The 1964 Summer Olympics football qualification – Asia Group 2 was one of the three Asian groups in the Summer Olympics football qualification tournament to decide which teams would qualify for the 1964 Summer Olympics football finals tournament in Japan. Group 2 consisted of five teams: Indonesia, Burma, Malaysia, North Korea and Thailand. The teams played home-and-away knockout matches.
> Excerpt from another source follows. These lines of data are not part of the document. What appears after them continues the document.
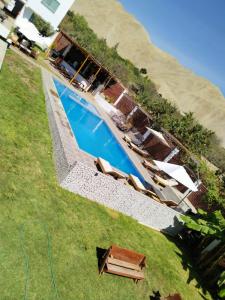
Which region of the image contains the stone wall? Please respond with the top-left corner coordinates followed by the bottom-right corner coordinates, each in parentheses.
top-left (61, 161), bottom-right (183, 235)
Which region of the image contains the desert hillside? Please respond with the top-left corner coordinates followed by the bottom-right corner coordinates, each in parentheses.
top-left (72, 0), bottom-right (225, 146)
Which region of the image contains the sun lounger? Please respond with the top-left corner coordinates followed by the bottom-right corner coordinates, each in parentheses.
top-left (123, 134), bottom-right (143, 146)
top-left (153, 174), bottom-right (178, 187)
top-left (123, 134), bottom-right (132, 143)
top-left (71, 78), bottom-right (86, 92)
top-left (95, 157), bottom-right (126, 179)
top-left (142, 160), bottom-right (159, 172)
top-left (111, 114), bottom-right (132, 132)
top-left (128, 174), bottom-right (145, 191)
top-left (128, 175), bottom-right (178, 207)
top-left (160, 199), bottom-right (178, 208)
top-left (128, 142), bottom-right (149, 157)
top-left (128, 175), bottom-right (160, 200)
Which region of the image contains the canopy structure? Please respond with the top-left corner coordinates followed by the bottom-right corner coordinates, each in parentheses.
top-left (16, 18), bottom-right (39, 41)
top-left (145, 127), bottom-right (170, 147)
top-left (15, 17), bottom-right (55, 49)
top-left (153, 160), bottom-right (198, 192)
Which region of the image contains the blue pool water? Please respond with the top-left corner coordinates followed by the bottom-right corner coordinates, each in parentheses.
top-left (54, 79), bottom-right (144, 181)
top-left (54, 79), bottom-right (99, 115)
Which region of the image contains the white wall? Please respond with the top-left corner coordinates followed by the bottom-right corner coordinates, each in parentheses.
top-left (25, 0), bottom-right (75, 29)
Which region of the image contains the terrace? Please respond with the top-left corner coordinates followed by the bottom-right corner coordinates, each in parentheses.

North Korea qualified for the Summer Olympics football finals after defeating Thailand 7–0 on aggregate in the second round.

==Summary==

| Team 1 | Agg.Tooltip Aggregate score | Team 2 | 1st leg | 2nd leg |
Preliminary round
| Malaysia | 3–4 | Thailand | 1–1 | 2–3 |
First round
| Burma | 0–1 | North Korea | 0–0 | 0–1 |
| Thailand | w/o | Indonesia | — | — |
Second round
| North Korea | 7–0 | Thailand | 2–0 | 5–0 |

==Preliminary round==
12 October 1963
MYS 1-1 THA
  MYS: Gabrielle 24'
  THA: Panich 79'

16 November 1963
THA 3-2 MYS
  THA: Panikabutr 10', Nilpirom 27', 59'
  MYS: Ambu 11', Noordin 79'

Thailand won 4–3 on aggregate and advanced to the first round.

==First round==
22 March 1963
Burma 0-0 PRK

2 April 1963
PRK 1-0 Burma
  PRK: Pak Seung-zin

North Korea won 1–0 on aggregate and advanced to the second round.

THA w/o IDN

IDN w/o THA

Thailand won on walkover and advanced to the second round.

==Second round==
31 May 1964
PRK 2-0 THA
  PRK: Pak Seung-zin 58', Kong Si-hak 71'

28 June 1964
THA 0-5 PRK
  PRK: Kim Seung-il 21', Pak Doo-ik 24', 71', 76', Pak Seung-zin 67'

North Korea won 7–0 on aggregate and qualified for the Summer Olympics.